Q-learning can be applied in recommender systems to personalize suggestions based on user behavior and feedback.

  • Example A Q-learning-based recommender system can learn to suggest products, movies, or content based on a user’s preferences and interaction history.
  • Real-World Use Companies like Netflix and Amazon have explored reinforcement learning techniques, including Q-learning, for recommendation engines to improve customer engagement and satisfaction.

10. Multi-Agent Systems

In multi-agent environments, Q-learning can be extended to handle scenarios where multiple agents learn to cooperate or compete with each other.

  • Example In a multi-agent game like soccer, Q-learning can be used to train agents to coordinate passes, defense, and attacks to maximize team performance.
  • Real-World Use Q-learning has been used in simulations for cooperative robotics, swarm intelligence, and competitive games where multiple agents interact with the environment and each other.

11. Internet of Things (IoT)

Q-learning can be applied in IoT environments to optimize device operations, such as reducing energy consumption or improving network communication.

  • Example In a smart home, Q-learning agents can learn to control lights, appliances, and sensors to optimize user comfort and minimize energy costs.
  • Real-World Use In smart grid systems, Q-learning has been used to optimize the interaction between devices, such as power generation units and consumers, to balance supply and demand efficiently.

12. Recommendation Systems

Q-learning is used to develop recommendation systems that learn user preferences over time, adjusting recommendations based on feedback or observed behavior.

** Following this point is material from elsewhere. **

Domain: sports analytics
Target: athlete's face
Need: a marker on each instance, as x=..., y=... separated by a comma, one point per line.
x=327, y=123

  • Example Online platforms use Q-learning to recommend content (e.g., movies, products, music) by learning user preferences and adjusting recommendations to maximize engagement.
  • Real-World Use Online streaming platforms like Netflix and e-commerce sites like Amazon use reinforcement learning techniques, including Q-learning, to improve the personalization of recommendations.

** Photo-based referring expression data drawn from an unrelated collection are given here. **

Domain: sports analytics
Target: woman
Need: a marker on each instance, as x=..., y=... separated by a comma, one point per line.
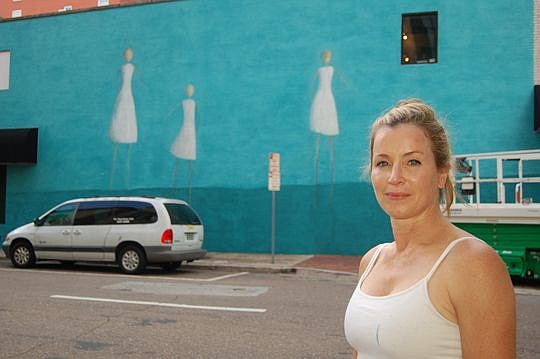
x=435, y=291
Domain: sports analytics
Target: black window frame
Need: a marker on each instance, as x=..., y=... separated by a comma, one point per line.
x=182, y=214
x=138, y=214
x=409, y=35
x=44, y=221
x=94, y=213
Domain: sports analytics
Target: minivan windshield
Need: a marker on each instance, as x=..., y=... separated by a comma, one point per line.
x=182, y=214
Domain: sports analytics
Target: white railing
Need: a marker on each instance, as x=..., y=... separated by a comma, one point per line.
x=471, y=182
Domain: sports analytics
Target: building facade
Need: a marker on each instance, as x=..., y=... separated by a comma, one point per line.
x=255, y=71
x=19, y=8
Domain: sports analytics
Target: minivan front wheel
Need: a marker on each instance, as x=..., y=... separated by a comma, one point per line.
x=22, y=255
x=132, y=260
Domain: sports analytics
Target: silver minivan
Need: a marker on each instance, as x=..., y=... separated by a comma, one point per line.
x=130, y=231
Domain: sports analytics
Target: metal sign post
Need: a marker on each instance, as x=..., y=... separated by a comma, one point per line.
x=274, y=182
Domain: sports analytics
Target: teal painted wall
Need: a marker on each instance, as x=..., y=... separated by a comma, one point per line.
x=253, y=64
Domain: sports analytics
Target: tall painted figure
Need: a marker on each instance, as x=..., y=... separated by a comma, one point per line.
x=123, y=128
x=184, y=146
x=323, y=115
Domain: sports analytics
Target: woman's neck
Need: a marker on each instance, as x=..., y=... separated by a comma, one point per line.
x=426, y=229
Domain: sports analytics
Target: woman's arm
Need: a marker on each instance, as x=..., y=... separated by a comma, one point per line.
x=483, y=297
x=361, y=268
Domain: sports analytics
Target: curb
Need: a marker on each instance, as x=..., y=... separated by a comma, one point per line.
x=242, y=268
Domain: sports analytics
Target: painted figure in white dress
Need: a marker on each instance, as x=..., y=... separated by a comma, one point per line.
x=123, y=128
x=184, y=146
x=323, y=119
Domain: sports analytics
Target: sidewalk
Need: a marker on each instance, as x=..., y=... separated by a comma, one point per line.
x=283, y=263
x=335, y=265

13. Supply Chain and Inventory Management

Q-learning can be applied to optimize inventory levels, reduce holding costs, and improve supply chain efficiency.

  • Example A Q-learning agent can learn when to reorder stock to minimize holding and shortage costs in a retail system.
  • Real-World Use In logistics and supply chain management, Q-learning has been used to improve inventory control, demand forecasting, and distribution planning.

Conclusion

The Q-learning algorithm applied to the FrozenLake environment allows the agent to learn an optimal policy by interacting with the environment, updating its Q-table, and balancing exploration and exploitation. Over thousands of episodes, the agent refines its understanding of the environment, improving its performance in reaching the goal.